MIPI may have started out as a standard for mobile phones, but it has become very important for connecting cameras and displays in a wide range of other things such as cameras, computers, drones, VR glasses, IoT devices and cars. Along the way it has matured by adding important features to support new applications. Now when we talk about vision processing systems, we need to include AI and a much wider set of devices for capture and display. Phones often have multiple cameras with very high resolution. Displays can include rear view mirrors, goggles, or ADAS displays. Integration of MIPI into SoCs has been made much easier with the availability of IP such as Synopsys MIPI IP.

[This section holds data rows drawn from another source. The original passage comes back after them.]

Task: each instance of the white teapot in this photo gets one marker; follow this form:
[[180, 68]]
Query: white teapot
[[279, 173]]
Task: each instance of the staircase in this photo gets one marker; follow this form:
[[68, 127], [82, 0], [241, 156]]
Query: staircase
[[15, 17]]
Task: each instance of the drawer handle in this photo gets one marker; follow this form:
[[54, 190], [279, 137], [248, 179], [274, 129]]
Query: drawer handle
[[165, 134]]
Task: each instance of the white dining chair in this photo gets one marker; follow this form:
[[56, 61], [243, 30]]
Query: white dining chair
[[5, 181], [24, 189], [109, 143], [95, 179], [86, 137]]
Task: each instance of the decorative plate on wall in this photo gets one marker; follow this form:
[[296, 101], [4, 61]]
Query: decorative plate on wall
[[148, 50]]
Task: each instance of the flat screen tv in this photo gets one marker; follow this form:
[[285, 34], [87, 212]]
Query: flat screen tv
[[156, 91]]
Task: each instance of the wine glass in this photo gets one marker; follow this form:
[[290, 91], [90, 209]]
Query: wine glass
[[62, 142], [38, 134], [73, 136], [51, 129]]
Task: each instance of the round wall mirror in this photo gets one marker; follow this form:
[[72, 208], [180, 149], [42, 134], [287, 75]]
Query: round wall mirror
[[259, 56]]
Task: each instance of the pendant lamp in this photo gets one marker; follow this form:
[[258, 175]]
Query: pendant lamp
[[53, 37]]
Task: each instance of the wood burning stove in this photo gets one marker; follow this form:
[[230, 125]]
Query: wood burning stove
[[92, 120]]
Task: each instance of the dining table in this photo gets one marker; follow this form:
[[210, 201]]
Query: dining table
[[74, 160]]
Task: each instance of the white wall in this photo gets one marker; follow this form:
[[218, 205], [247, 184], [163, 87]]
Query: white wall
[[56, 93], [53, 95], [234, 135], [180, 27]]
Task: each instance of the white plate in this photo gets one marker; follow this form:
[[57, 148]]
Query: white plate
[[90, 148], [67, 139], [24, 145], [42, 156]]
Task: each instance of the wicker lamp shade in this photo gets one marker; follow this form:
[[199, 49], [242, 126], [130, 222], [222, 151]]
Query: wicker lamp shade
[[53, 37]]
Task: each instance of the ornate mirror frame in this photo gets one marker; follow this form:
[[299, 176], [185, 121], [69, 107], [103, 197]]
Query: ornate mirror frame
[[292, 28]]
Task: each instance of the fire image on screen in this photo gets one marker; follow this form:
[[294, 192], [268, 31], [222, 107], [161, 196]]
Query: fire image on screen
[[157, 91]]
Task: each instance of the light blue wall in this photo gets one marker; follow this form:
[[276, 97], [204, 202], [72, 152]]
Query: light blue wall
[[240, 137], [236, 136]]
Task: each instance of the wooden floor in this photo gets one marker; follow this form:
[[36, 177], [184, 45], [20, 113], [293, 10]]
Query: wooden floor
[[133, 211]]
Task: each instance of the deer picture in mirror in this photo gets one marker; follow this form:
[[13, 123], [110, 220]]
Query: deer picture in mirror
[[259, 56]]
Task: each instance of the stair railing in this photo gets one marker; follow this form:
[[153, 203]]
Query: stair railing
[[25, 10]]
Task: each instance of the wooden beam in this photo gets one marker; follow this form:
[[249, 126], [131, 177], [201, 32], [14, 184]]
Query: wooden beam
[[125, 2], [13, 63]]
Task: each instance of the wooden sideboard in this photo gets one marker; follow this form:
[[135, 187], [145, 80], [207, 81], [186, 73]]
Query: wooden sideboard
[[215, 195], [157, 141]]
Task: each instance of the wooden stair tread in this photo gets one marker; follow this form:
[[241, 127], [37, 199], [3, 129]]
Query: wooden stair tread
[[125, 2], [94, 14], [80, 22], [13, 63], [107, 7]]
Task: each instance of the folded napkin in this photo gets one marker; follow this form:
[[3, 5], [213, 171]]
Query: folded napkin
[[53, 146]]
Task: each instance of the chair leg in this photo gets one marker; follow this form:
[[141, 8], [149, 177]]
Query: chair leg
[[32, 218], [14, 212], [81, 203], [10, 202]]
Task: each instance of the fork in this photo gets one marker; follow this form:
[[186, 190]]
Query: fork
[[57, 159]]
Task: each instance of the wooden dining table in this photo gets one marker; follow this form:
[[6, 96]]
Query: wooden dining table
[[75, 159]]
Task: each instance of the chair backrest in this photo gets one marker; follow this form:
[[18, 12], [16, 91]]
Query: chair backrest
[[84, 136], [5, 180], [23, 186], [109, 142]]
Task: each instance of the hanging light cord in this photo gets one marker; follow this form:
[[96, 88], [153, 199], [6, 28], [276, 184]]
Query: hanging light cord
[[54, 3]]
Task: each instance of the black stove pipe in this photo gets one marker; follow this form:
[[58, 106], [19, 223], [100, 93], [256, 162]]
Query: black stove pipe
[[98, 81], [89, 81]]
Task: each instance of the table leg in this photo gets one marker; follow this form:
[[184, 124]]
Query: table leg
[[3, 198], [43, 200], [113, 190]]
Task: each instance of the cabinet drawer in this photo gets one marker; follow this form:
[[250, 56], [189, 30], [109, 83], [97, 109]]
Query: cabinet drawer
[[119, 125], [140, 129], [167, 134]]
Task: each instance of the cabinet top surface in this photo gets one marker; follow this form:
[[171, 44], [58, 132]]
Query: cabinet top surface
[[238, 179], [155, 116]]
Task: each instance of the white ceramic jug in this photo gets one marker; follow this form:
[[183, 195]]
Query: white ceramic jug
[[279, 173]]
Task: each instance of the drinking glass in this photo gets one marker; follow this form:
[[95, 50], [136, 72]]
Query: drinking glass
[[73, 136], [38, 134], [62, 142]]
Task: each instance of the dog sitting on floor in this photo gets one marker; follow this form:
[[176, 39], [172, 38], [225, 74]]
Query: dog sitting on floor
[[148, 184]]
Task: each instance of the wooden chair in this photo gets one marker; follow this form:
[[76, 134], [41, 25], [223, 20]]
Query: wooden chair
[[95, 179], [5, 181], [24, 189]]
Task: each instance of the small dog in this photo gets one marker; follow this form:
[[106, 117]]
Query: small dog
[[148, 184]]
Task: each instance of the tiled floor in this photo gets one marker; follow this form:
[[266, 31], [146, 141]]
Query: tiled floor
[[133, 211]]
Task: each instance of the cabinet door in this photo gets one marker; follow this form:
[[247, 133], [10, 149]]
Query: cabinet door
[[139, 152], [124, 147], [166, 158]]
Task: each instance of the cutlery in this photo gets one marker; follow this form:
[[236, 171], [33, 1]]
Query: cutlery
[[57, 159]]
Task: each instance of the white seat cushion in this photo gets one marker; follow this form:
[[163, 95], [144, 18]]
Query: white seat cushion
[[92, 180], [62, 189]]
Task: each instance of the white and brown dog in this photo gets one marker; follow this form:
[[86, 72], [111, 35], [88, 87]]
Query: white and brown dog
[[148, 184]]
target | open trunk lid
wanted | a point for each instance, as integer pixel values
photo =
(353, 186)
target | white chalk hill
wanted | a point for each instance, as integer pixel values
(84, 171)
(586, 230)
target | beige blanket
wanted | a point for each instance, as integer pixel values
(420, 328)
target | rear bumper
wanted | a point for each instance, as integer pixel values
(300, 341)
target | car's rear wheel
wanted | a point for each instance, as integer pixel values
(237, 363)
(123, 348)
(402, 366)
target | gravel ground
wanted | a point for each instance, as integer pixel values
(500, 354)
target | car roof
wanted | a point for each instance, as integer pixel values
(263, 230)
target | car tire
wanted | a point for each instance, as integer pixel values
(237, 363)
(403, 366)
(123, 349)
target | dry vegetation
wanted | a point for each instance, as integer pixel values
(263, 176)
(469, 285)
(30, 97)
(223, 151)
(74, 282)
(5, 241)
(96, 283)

To help make sense of all the advances and applications of MIPI to these systems, Synopsys has produced a webinar on the topic of “How to Use MIPI Interfaces to Accelerate Camera and Display SoC Designs” hosted by Licinio Sousa, Product Marketing Manager at Synopsys. I’ll say that in all the time I have been covering MIPI, his presentation of the technology is one of the clearest and most comprehensive that I have seen. It covers camera and display market trends, what’s new in MIPI CSI-2 and DSI/DSI-2 and closes with a discussion of Synopsys MIPI IP for automotive applications.
Camera sensors are being built with increasing resolutions, sometimes upwards of 100 mega-pixels. They are also becoming AI enabled for specific tasks such as facial or object recognition. The number of vision sensors in systems is also increasing dramatically. Cars may have 10 to 30 cameras. At the same time displays have diversified. Systems may have multiple displays, foldable displays, and very high resolutions. We see displays on appliances, and they are going to be used for rear and side view mirrors etc.

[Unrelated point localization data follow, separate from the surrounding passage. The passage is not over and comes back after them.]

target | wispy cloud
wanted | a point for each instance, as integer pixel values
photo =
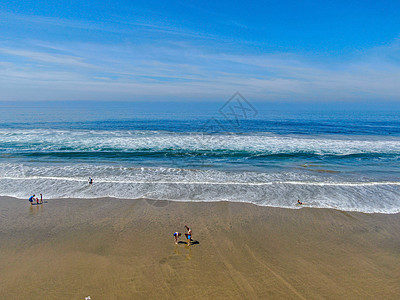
(167, 68)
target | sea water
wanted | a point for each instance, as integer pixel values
(327, 157)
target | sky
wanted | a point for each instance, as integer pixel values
(200, 50)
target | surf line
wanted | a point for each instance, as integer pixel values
(210, 182)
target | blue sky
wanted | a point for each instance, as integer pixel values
(201, 50)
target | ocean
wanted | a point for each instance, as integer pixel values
(327, 156)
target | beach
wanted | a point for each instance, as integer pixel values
(124, 249)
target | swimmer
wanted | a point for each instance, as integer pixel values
(188, 234)
(176, 236)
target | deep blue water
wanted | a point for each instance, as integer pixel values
(340, 157)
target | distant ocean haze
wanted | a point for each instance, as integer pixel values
(348, 160)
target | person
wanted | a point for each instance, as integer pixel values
(188, 234)
(176, 236)
(31, 199)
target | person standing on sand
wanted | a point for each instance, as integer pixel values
(176, 236)
(188, 234)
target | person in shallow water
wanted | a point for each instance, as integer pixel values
(188, 234)
(176, 236)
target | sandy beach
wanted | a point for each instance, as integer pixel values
(124, 249)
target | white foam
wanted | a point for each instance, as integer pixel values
(266, 189)
(95, 141)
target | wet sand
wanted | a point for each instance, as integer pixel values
(124, 249)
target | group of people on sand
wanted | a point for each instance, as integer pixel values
(188, 235)
(38, 201)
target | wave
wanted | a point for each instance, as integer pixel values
(280, 189)
(81, 143)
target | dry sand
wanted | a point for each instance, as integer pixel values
(124, 249)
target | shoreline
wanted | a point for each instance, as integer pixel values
(122, 248)
(208, 201)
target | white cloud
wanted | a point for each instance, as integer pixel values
(184, 71)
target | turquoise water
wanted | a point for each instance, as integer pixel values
(344, 158)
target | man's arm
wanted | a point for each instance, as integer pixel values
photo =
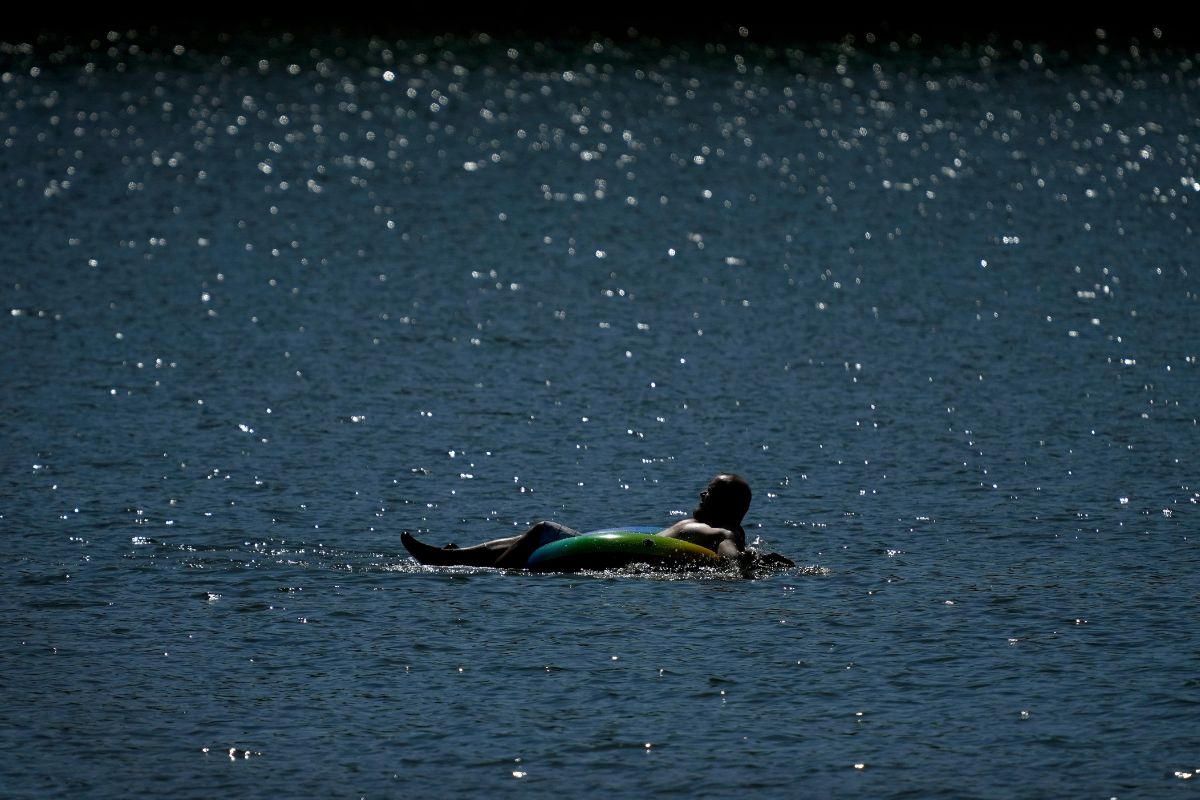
(725, 542)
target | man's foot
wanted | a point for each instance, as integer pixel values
(449, 555)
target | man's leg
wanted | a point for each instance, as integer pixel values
(522, 547)
(510, 552)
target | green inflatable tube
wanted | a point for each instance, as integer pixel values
(617, 547)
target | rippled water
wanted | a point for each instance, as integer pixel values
(273, 299)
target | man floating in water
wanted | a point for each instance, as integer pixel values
(715, 524)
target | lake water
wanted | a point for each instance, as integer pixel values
(271, 299)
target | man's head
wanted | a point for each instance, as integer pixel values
(725, 501)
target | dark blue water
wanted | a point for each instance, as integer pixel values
(270, 300)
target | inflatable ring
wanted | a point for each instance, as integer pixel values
(617, 547)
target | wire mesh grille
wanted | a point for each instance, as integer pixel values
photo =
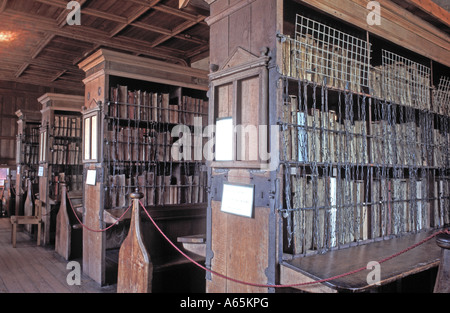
(319, 53)
(441, 97)
(359, 168)
(404, 81)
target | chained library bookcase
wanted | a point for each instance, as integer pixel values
(132, 106)
(59, 155)
(27, 155)
(358, 138)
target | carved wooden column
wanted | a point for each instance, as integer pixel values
(443, 278)
(135, 267)
(63, 228)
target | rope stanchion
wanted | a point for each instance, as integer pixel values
(98, 230)
(289, 285)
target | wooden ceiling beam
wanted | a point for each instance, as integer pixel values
(176, 12)
(3, 4)
(58, 75)
(134, 17)
(88, 11)
(180, 28)
(21, 70)
(86, 34)
(62, 18)
(167, 32)
(42, 44)
(433, 9)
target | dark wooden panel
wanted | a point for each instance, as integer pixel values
(342, 261)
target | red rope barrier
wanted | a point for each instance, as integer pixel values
(290, 285)
(99, 230)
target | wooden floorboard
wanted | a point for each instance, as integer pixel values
(29, 268)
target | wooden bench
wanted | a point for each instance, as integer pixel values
(68, 240)
(27, 220)
(147, 262)
(323, 266)
(195, 244)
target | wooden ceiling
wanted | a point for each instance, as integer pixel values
(46, 50)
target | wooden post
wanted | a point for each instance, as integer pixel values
(28, 207)
(63, 227)
(443, 277)
(135, 267)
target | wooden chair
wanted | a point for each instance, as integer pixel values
(35, 219)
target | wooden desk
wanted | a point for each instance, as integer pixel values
(337, 262)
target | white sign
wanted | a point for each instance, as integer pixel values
(224, 139)
(91, 177)
(238, 199)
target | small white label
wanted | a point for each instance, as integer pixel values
(91, 177)
(238, 199)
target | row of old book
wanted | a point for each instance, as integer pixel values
(29, 154)
(441, 97)
(317, 136)
(401, 84)
(73, 181)
(149, 145)
(157, 189)
(308, 59)
(66, 153)
(340, 214)
(67, 126)
(305, 58)
(155, 107)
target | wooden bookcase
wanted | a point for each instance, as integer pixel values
(59, 155)
(132, 108)
(27, 154)
(361, 158)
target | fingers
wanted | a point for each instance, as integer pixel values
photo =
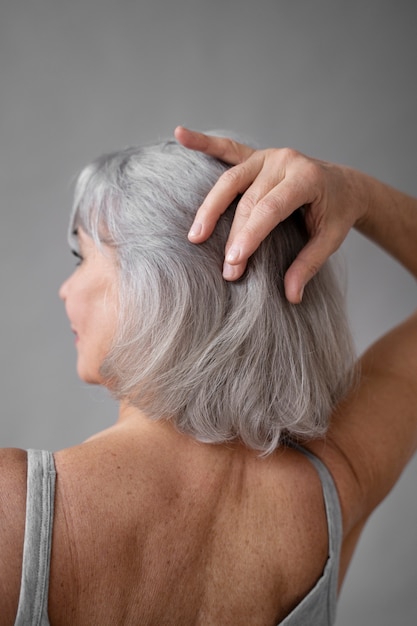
(223, 148)
(308, 262)
(256, 216)
(233, 182)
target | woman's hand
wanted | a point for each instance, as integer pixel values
(274, 183)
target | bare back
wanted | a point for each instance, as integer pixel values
(190, 534)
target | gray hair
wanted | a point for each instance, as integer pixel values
(224, 360)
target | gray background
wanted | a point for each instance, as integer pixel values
(334, 79)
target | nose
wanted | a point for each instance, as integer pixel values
(63, 290)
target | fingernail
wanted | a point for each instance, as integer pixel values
(228, 271)
(195, 229)
(233, 255)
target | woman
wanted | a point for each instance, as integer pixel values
(198, 506)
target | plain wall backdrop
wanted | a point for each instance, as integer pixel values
(333, 79)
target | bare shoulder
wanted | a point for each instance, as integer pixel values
(13, 465)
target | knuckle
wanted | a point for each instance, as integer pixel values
(231, 177)
(246, 204)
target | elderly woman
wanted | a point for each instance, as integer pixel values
(217, 498)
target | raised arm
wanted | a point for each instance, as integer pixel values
(374, 433)
(274, 183)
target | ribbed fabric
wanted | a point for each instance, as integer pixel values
(33, 600)
(318, 608)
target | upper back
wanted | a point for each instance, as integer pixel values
(183, 537)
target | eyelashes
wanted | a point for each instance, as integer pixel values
(77, 256)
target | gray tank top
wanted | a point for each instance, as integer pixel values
(318, 608)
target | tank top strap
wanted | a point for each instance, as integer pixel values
(33, 599)
(334, 526)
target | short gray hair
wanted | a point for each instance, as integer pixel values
(224, 360)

Licinio explains in the webinar that for cameras we have CSI-2 and either D-PHY or C-PHY. On the display side we have DSI/DSI-2 with D-PHY or C-PHY. Licinio starts with the PHYs. D-PHY is the older PHY with up to 4.5 Gbps as of the October 2019 version 2.5. It uses source synchronous differential pairs for each lane. The number of lanes can be increased to improve throughput. D-PHY also offers a low power single ended connection for control and status.
C-PHY uses a completely different approach to handle higher bandwidth. C-PHY uses trios with three phase encoding and embedded clock. The Tx is single ended, but the Rx is differential, using combinations of the lines. Further decoding is necessary, but overall the result is higher throughput and better power efficiency. The bitrate is ~2.28X the signaling rate. The current spec for C-PHY from September 2019 is version 2.0 which supports 6 Gsps per trio. Licinio does an excellent job of discussing how the PHY layer works.
With similar electrical specs between the D-PHY and C-PHY it is possible to offer backwards compatibility over connections. Most of the PHY layer circuits can be reused. With 10 pins it is possible to switch between 4 lanes of D-PHY or 3 trios of C-PHY.
Licinio also discusses the important features that have been added in each newer version of the camera and display interface. On the camera side many new features have been added beyond those found in the original CSI-2 V1.x which supported mobile phones with lower resolutions and frames per second. Later additions to the spec have included virtual channels, interference reduction, latency reduction, compression and raw modes. The latest version boasts always-on monitoring, functional safety, longer channels and security. For the display side in going from DSI-V1.x to DSI-2 V1.1 and V1.2 there have been additions for functional safety, compression, content protection, functional safety and more.
Licinio wrapped up with a summary of the Synopsys MIPI IP , including C-PHY, D-PHY, CSI-2, and DSI & DSI-2. With these they can support a wide range of use cases, including consumer, industrial vision, edge/AI, automotive, and more. In particular they their offering is ASIL-B ready and the PHYs are AEC-Q100 compliant. Their automotive MIPI IP is available in 22nm, 16nm, and 7nm. As I mentioned above this webinar offers a thorough look at MIPI and the solutions available from Synopsys for SoC integration. The complete webinar is available for viewing on the Synopsys website.